Those attending our 40th anniversary class reunion in the summer of 2003 were fortunate to have had the opportunity to visit with Jeff Lewis, who made the trip down from his home in Seattle for the occasion. One of my closest friends from San Marino days, he topped the list of people I most wanted to see there, as we now lived half a continent apart and had not met face to face in many years. It was a joy to find him the same warm and engaging guy I had known so well back in the early 1960s. How could either of us have guessed, as we reminisced and shared stories of our families and careers, that before too long he would be diagnosed with stage 4 kidney cancer?

I met Jeff again, over brunch in Seattle, during the Christmas holidays of 2012. By then, he had disclosed his condition to me and shared his mixed feelings about undergoing chemotherapy. As it turned out, he would have another 2 ½ years to live. Rather than bemoaning his situation, he stressed his gratitude at feeling as well as he still did then, and his talk was all about the good things in his life: his wife Tris, their three grown sons, and three grandchildren, all of whom lived not far from his home and were, of course, his pride and joy.

Ultimately, Jeff passed away on June 2, 2015. However, knowing his fate so far in advance, he had time to make arrangements for how the event would be experienced by his family and friends. It was typical of Jeff that he focused on this rather than on his own suffering and its inevitable conclusion. He and Tris had built their “dream cabin” along the waterfront near the town of Chelan in eastern Washington, and this became the favored site of outdoor fun with family and friends enjoying boating, skiing, sunning, grillin’, and camping outdoors. Jeff and Tris enjoyed two good summers there, and he was even able to make a final visit just a few months before the end.

He had arranged for there to be a “celebration of life” at this venue just weeks after his death, an occasion on which, in Tris’ words, “we had a wonderful day of remembrances with many fine, inspirational and sometimes funny tales of Jeff’s life.
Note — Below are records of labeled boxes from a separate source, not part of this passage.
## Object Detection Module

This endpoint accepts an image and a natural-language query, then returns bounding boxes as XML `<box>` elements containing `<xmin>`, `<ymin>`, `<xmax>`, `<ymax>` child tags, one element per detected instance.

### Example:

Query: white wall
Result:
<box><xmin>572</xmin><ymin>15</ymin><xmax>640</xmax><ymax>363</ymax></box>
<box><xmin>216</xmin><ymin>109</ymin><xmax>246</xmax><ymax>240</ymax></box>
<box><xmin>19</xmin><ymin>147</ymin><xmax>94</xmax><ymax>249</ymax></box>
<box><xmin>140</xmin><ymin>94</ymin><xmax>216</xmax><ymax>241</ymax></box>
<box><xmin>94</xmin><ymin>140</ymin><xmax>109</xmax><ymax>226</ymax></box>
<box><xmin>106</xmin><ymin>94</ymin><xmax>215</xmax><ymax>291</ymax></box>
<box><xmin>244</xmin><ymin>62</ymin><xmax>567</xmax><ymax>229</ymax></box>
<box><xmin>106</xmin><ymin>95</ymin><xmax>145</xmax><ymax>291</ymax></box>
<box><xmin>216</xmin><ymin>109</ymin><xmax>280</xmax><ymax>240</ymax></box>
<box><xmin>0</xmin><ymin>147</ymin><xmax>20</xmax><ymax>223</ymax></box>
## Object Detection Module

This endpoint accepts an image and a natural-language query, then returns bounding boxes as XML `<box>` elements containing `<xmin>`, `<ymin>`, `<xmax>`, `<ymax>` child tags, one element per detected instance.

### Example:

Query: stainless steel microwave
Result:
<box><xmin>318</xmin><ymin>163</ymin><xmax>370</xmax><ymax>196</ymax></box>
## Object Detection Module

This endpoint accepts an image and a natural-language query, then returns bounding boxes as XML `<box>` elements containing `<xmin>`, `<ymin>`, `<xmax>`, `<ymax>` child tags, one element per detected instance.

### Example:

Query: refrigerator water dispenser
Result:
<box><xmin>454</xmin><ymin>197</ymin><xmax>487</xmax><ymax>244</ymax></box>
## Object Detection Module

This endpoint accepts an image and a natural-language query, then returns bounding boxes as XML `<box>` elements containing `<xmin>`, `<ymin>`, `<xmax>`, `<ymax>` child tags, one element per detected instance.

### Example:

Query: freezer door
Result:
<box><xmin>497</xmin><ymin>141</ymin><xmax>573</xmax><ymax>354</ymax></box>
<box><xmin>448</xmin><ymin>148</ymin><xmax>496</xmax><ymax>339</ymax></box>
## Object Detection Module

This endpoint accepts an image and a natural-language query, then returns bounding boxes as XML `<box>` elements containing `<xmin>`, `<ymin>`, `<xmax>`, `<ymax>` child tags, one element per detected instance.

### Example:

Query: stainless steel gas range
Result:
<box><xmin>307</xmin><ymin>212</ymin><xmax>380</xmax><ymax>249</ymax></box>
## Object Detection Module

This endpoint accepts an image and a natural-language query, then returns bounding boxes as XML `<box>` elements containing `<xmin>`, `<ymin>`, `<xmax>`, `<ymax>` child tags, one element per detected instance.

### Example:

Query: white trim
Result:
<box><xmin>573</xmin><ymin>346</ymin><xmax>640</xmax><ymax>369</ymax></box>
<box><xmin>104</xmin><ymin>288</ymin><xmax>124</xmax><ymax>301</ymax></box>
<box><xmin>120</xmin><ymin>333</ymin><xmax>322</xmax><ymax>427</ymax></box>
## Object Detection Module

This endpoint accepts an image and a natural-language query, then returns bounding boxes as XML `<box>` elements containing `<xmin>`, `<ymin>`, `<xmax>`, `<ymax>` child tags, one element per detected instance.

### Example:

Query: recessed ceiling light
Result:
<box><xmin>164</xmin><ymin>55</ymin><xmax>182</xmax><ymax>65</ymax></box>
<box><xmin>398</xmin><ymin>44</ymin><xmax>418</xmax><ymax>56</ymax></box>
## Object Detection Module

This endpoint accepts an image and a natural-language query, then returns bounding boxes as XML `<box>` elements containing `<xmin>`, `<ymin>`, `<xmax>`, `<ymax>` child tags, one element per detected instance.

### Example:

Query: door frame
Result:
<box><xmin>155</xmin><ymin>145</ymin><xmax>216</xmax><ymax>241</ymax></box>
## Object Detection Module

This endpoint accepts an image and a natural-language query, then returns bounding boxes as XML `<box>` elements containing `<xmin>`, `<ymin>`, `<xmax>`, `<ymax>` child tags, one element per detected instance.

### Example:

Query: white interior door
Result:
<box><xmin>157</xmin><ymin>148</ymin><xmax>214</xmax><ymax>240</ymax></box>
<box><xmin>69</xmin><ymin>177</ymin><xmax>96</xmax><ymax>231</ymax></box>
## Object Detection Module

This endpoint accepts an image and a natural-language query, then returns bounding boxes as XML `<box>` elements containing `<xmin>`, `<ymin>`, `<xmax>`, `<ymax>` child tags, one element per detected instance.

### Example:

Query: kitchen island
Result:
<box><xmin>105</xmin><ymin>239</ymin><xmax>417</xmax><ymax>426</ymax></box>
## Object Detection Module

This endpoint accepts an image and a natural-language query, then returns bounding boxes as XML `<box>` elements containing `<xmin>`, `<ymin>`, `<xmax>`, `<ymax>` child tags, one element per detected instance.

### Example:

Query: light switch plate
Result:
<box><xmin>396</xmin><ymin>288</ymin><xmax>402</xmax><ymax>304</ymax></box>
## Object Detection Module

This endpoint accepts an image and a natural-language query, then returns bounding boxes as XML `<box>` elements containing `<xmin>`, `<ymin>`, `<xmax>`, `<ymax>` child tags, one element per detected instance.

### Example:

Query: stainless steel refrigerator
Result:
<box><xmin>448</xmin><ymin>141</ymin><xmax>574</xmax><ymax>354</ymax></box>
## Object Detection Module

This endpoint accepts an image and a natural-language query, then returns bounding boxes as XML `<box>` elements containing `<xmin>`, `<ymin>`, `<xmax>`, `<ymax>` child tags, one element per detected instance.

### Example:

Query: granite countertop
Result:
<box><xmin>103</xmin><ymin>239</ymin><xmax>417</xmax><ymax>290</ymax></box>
Over 200 people came, and only a few were family. He touched, taught, inspired and encouraged many people both in his career with the City of Seattle and with the years of work within AA.” In August, she continues, “per Jeff’s wishes, about 50 family members held a 3 day camping and water fun weekend to disburse his ashes at the cabin . . . he so loved. Jeff would have been thrilled to see the property being used as he envisioned—as a great family playground.”

Gifted athlete, loyal friend, unfailingly humble guy notwithstanding all his many accomplishments, solid family man and community leader, inspiration to all who knew him—Jeff will be warmly remembered and dearly missed.